Но если этот успех освобождает нас от манихейского дуализма, то он же должен освободить и от противоположного соблазна, весьма распространенного и столь же опасного — соблазна безоговорочной капитуляции перед миром, приятия этого мира как единственного содержания церковной жизни и действия, диктующего — снова модное слово — agenda (повестка дня) для Церкви. Этот успех — в той мере, в какой он оказался успехом, показывает: функция Церкви в мире определяется тем, чтобы раскрывать его eschaton, возвещать Царство Божие как последнюю цель и, таким образом, относить к нему всю жизнь человека и мира. Церковь — не агентство по разрешению бесчисленных проблем, захлестывающих мир; вернее, она может содействовать их разрешению постольку, поскольку по–прежнему исполнена веры в свою природу и в свое неотъемлемое призвание — являть в «мире сем» то, что, будучи «не от мира сего», есть единственно абсолютный контекст видения, осмысления и разрешения всех человеческих «проблем».
Что же касается «фундаментальной неудачи» христианского мира, то она помогает в полной мере осознать, что есть лишь один сущностный грех, одна настоящая опасность. Это — грех и опасность идолопоклонства, вечно актуальный и вечно притягательный соблазн абсолютизации и обожествления «мира сего», с его эфемерными ценностями, идеями и идеологиями, — соблазн забвения того, что мы, как народ Божий, не имеем здесь «постоянного града, но ищем будущего» (Евр. 13, 14).
Именно неудача христианского мира позволяет нам, вглядываясь в современный мир и породившую его духовную реальность, распознать в нем и доброе — плач, идущий из его христианского подсознания, и темное — его поистине сатанинский бунт против Бога.

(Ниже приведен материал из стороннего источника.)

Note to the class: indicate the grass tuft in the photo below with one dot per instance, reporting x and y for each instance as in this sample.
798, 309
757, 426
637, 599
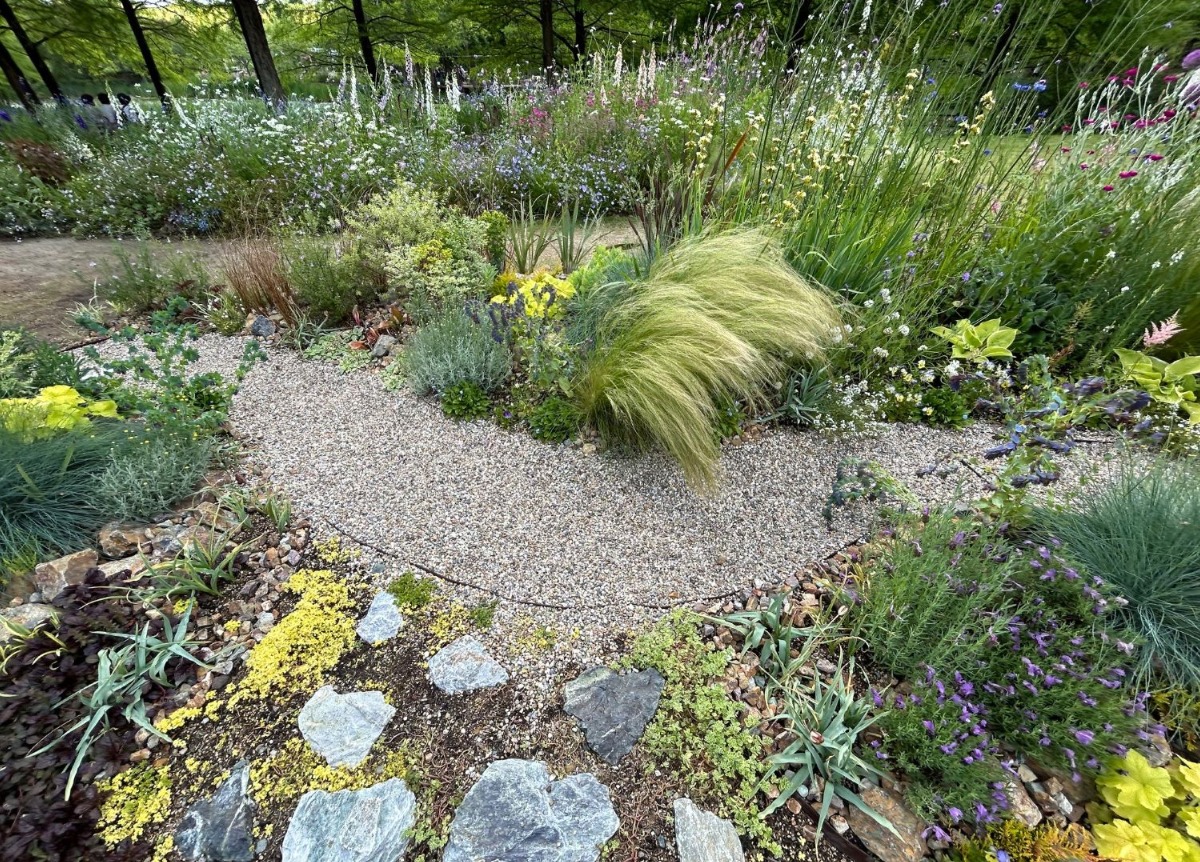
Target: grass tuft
715, 319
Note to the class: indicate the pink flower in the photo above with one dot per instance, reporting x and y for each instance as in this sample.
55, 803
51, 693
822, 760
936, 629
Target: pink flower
1162, 333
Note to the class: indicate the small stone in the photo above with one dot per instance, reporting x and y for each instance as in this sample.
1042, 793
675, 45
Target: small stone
904, 845
613, 708
342, 728
219, 828
516, 812
369, 825
465, 666
28, 616
383, 346
119, 539
263, 327
54, 576
382, 621
703, 837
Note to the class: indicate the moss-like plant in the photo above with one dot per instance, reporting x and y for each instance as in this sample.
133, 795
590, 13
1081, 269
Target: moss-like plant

Впрочем, для всех этих необходимых, равно как и достаточных, вещей есть одно непременное условие. Оно состоит в том, что и сама Церковь должна вернуться к «единому на потребу» — к сущностно–эсхатологической природе ее веры и ее жизни. Богословское размышление о. мире не только бесполезно, но и просто невозможно до тех пор, пока мы не откроем для себя заново и не обретем как истинно «нашу» ту реальность, которая только и составляет Церковь и является источником ее веры, ее жизни, а значит, и ее богословия, — реальность Царства Божия. Церковь находится in statu viae — в странствии мире сем, посланная к нему как его спасение, по смысл этого странствия, как и самого мира, открывается лишь тогда, когда Церковь исполняет себя как пребывающая in statu patriae — поистине у себя дома, за трапезой Христовой, в Его Царстве.
Конечно, это предварительное условие требует радикального переосмысления нашей богословской деятельности, ее структуры и методологии, самых ее корней, всего того, что делает ее возможной. Недостаточно просто цитировать Отцов, прикрывая их авторитетом любое наше богословское утверждение, ибо богословие стоит не на цитатах — будь то библейские или святоотеческие, — но на опыте Церкви. И поскольку она в конечном итоге не имеет иного опыта, кроме опыта Царства, поскольку в этом уникальном опыте укоренена вся ее жизнь, то у богословия, если оно и вправду есть выражение веры Церкви и размышление об этой вере, не может быть никакого другого источника, никакой другой основы, никакого другого критерия.